I did consider the lockstep method (I believe Zilmar was using this on pj64) but I think the aproach I use in Daedalus is much simpler to get working. The lockstep approach would cause a few issues for the psp as you'd need to have enough RAM for two copies of the emulated RAM etc.

It probably would be quicker than going via disk though, and less hassle to get everything set up.

StrmnNrmn said...

@exophase: Hiya. Most n64 games seem to be pretty well behaved (they generally invalidate caches where required) which is why I've not spotted too many problems in the past.

They don't generally seem to modify code very frequently either - usually just on specific events (e.g. transfer from menus to game etc) rather than on a frame-by-frame basis.

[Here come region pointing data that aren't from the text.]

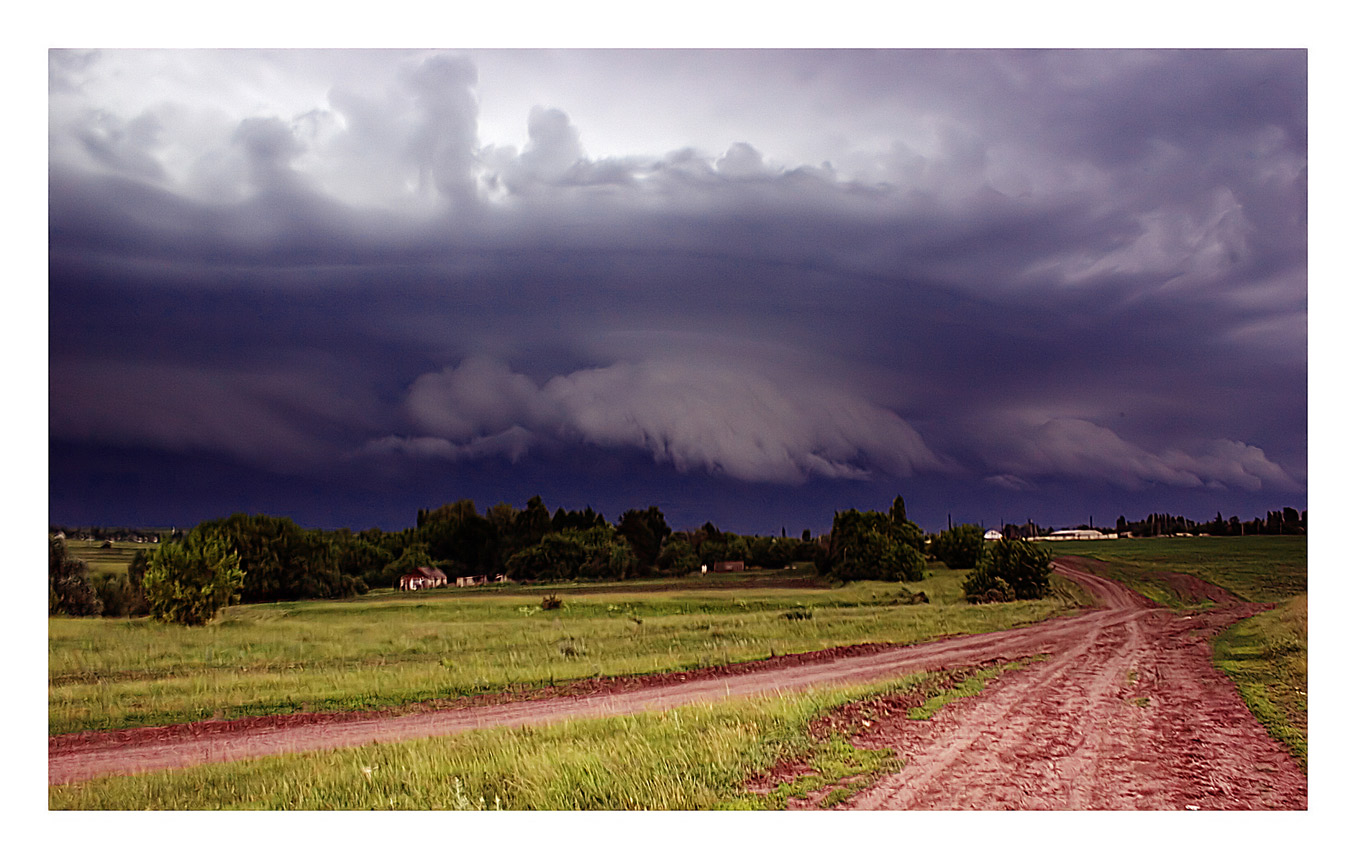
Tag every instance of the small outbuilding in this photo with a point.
(423, 578)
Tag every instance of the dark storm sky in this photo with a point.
(746, 285)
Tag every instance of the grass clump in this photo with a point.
(1267, 657)
(391, 649)
(699, 756)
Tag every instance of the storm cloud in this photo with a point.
(1010, 273)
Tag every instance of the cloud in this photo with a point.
(1082, 449)
(876, 253)
(720, 420)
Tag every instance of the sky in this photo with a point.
(749, 287)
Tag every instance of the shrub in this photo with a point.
(873, 546)
(959, 547)
(69, 590)
(1009, 570)
(190, 581)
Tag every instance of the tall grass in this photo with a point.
(697, 756)
(1267, 657)
(397, 649)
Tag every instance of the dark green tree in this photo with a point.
(1009, 570)
(69, 589)
(959, 547)
(646, 532)
(593, 554)
(873, 546)
(189, 581)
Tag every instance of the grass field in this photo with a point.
(391, 649)
(692, 757)
(1261, 569)
(106, 561)
(1265, 656)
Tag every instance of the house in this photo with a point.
(423, 578)
(1078, 533)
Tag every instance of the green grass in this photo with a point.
(106, 561)
(389, 649)
(1261, 569)
(1267, 657)
(699, 756)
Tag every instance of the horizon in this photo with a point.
(343, 285)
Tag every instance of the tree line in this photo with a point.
(190, 576)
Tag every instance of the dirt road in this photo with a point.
(1128, 713)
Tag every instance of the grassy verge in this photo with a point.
(1260, 569)
(389, 650)
(1267, 657)
(693, 757)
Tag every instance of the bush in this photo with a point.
(873, 546)
(190, 581)
(1009, 570)
(959, 547)
(69, 590)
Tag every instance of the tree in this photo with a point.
(646, 532)
(69, 590)
(1009, 570)
(189, 581)
(959, 547)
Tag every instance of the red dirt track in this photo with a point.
(1127, 713)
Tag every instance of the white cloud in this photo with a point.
(1077, 448)
(723, 420)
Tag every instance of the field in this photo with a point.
(389, 649)
(690, 757)
(395, 649)
(1265, 656)
(1263, 569)
(106, 561)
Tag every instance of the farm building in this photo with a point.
(423, 578)
(1078, 533)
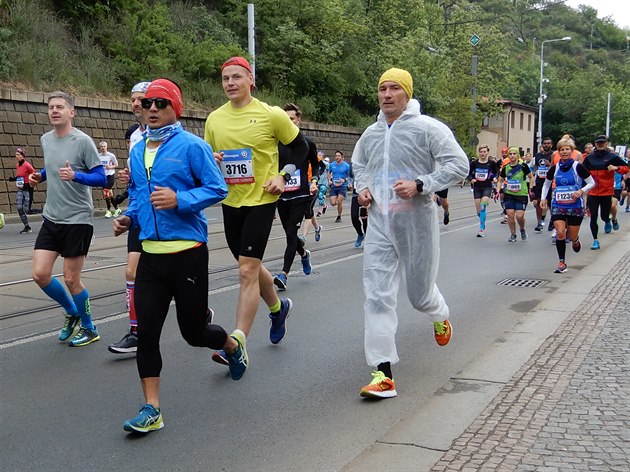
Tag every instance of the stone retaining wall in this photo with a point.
(24, 118)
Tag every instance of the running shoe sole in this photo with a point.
(383, 394)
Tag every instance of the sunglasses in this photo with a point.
(160, 103)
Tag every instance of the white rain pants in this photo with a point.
(403, 236)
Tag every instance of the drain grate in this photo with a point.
(522, 283)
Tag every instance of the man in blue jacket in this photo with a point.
(173, 178)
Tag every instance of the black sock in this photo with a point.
(561, 248)
(386, 368)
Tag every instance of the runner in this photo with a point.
(571, 181)
(320, 195)
(502, 162)
(110, 163)
(358, 214)
(441, 198)
(322, 184)
(542, 162)
(625, 194)
(244, 134)
(129, 342)
(295, 203)
(338, 177)
(174, 178)
(394, 163)
(602, 164)
(71, 167)
(23, 170)
(482, 174)
(516, 176)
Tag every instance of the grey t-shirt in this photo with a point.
(68, 202)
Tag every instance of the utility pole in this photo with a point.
(251, 38)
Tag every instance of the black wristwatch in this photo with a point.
(419, 185)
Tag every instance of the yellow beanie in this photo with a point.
(401, 77)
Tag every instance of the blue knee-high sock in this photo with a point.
(82, 301)
(482, 215)
(57, 292)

Separate caches is a good idea though, I'll investigate that this weekend.

StrmnNrmn said...

@Jeff: In the past I've gone to the length of scanning the rom for recognisable library functions and patching them (mostly just to help debug what's going on with the rom, but also for optimising a few things like memcpy() etc). There's no reason why I couldn't use the same technique to patch game-specific code which is known to cause problems, but I think this would be pretty labour intensive.

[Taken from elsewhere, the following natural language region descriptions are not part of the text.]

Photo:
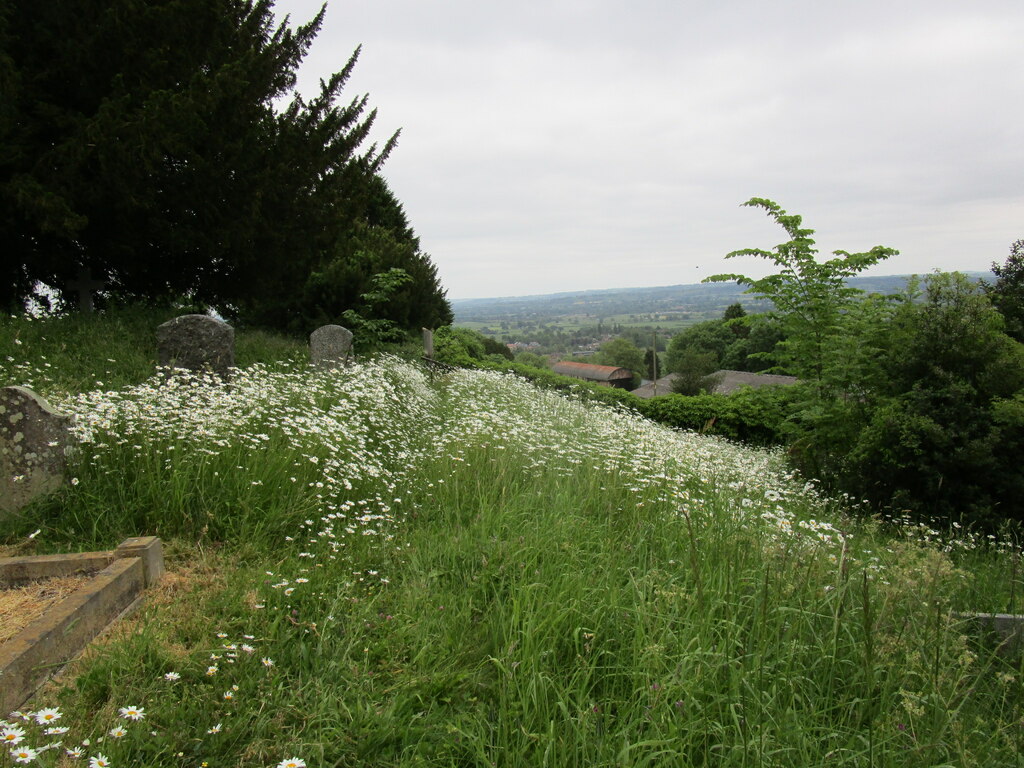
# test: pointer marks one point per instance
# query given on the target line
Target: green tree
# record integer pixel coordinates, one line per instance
(809, 296)
(1008, 292)
(943, 419)
(713, 337)
(155, 144)
(622, 353)
(694, 372)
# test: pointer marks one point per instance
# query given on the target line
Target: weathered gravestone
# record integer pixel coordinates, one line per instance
(34, 444)
(197, 342)
(330, 346)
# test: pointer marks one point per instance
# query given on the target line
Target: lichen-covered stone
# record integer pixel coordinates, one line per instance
(35, 441)
(197, 342)
(330, 346)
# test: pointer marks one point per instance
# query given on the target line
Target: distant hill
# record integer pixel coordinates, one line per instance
(695, 299)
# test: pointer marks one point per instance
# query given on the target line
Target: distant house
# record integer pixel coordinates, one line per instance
(728, 381)
(609, 376)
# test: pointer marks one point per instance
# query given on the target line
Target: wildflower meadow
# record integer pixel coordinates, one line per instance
(380, 566)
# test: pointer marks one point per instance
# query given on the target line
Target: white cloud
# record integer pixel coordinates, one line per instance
(571, 144)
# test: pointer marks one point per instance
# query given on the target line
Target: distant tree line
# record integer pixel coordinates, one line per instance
(912, 402)
(160, 147)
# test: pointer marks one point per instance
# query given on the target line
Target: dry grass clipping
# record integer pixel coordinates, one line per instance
(20, 605)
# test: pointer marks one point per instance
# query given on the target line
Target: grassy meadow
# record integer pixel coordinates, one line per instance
(376, 566)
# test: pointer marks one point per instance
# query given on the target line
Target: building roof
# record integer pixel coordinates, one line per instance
(591, 372)
(729, 381)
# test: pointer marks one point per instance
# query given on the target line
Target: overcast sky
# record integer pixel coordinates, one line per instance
(569, 144)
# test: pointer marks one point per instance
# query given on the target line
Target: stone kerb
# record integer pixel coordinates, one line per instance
(118, 579)
(35, 441)
(197, 342)
(330, 346)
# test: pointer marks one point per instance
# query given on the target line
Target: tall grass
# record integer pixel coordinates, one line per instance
(469, 571)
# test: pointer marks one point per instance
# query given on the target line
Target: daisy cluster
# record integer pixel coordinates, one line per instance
(41, 737)
(687, 473)
(38, 737)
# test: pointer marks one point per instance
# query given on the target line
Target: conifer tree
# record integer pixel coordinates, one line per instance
(154, 143)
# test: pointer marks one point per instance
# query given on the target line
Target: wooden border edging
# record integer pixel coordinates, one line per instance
(64, 631)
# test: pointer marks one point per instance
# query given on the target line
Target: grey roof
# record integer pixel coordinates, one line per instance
(729, 381)
(591, 372)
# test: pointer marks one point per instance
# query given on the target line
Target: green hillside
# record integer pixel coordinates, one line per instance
(381, 567)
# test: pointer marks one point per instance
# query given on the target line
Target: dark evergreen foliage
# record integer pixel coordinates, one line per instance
(154, 144)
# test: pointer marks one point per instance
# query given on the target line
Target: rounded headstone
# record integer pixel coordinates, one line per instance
(197, 342)
(35, 440)
(330, 346)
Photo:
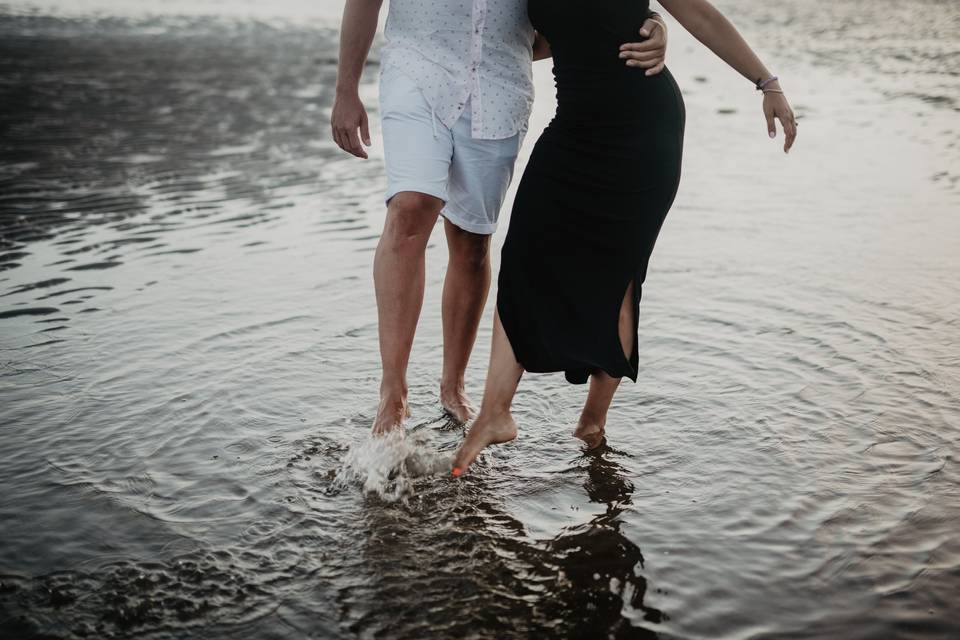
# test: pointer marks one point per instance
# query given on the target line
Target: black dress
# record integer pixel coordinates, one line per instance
(597, 188)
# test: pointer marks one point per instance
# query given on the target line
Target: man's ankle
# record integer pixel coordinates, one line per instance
(452, 388)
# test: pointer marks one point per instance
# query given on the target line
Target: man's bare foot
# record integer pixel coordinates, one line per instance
(591, 433)
(484, 432)
(457, 404)
(390, 416)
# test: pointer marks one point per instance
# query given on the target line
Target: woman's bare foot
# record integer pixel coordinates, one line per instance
(484, 432)
(591, 432)
(456, 403)
(390, 415)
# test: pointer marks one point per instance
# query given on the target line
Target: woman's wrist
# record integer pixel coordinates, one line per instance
(764, 82)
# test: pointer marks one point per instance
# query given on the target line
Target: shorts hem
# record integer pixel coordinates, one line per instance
(479, 228)
(436, 193)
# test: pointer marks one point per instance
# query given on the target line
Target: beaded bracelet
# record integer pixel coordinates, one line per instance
(762, 83)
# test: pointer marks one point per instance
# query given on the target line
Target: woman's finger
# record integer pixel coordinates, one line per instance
(790, 131)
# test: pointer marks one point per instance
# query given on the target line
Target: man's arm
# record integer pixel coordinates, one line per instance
(357, 30)
(650, 54)
(541, 48)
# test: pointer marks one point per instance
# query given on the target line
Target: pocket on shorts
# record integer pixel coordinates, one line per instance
(398, 93)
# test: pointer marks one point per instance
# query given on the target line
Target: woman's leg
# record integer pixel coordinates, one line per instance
(494, 425)
(593, 418)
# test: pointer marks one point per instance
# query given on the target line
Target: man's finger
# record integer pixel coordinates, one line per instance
(644, 64)
(365, 130)
(647, 45)
(649, 26)
(641, 55)
(353, 144)
(655, 70)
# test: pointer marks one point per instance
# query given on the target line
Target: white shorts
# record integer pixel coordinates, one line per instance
(471, 176)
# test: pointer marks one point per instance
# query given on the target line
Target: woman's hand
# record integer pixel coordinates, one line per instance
(776, 107)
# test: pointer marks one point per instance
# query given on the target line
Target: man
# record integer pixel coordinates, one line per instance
(456, 91)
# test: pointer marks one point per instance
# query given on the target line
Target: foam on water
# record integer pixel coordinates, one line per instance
(388, 465)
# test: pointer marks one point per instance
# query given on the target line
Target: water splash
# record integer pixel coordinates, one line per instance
(389, 465)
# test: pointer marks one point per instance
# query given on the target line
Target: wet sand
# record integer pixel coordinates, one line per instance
(189, 356)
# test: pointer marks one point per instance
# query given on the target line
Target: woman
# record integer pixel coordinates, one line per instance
(590, 204)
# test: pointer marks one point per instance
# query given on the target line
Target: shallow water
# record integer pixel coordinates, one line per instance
(189, 355)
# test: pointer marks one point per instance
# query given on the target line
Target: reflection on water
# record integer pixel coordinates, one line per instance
(188, 356)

In the end my solution was just to check each DMA transfer directly for an overlap with the fragment cache. This solution should work with all roms that modify code though ROM->RAM DMA, but still won't solve the problem of roms modifying individual instructions directly :(

The N64's textures tend to be pretty tiny anyway - it only had 4KiB of texture memory so 16x16 and 32x32 are pretty typical texture sizes. The ones that I have the most problems with are textures used for backgrounds in menus. Quite often these are really wide and thin - MarioKart's menus use lots of 320x3 textures for instance, which I have to round up to 512x4 for the psp. Down-sampling the textures might help a bit here - I'd have to experiment to see how it looked.

Amusingly I used to have code to support this in the PC build - I can't remember the details, but it was a compatibility fix for certain PowerVR cards which were limited to 256x256 textures IIRC :)

StrmnNrmn said...

@morgan: Thanks - I look forward to seeing the results :)

tyler said...

It bit more lengthy (?) than the last one but I do enjoy reading the posts. They really peak my interests, now only if other books/writings could be this interesting and useful further on in life.
Anywho, take your time with this one. I really want to play SSB, but I will wait for it to be better than barely playable but released often. Btw, do u have a planned release? I'm not looking for anything specific, like maybe a month, 2 weeks, etc.

Andrew said...

I was just thinking while reading that if you read some papers and applied their ideas to your debugging you could get a masters degree out of it haha.

Interesting. Thanks again for posting this.

god0fgod said...

How on earth do you do it? I can't believe your the only one working on daedalus (except some suggestions). Your one hell of a programmer.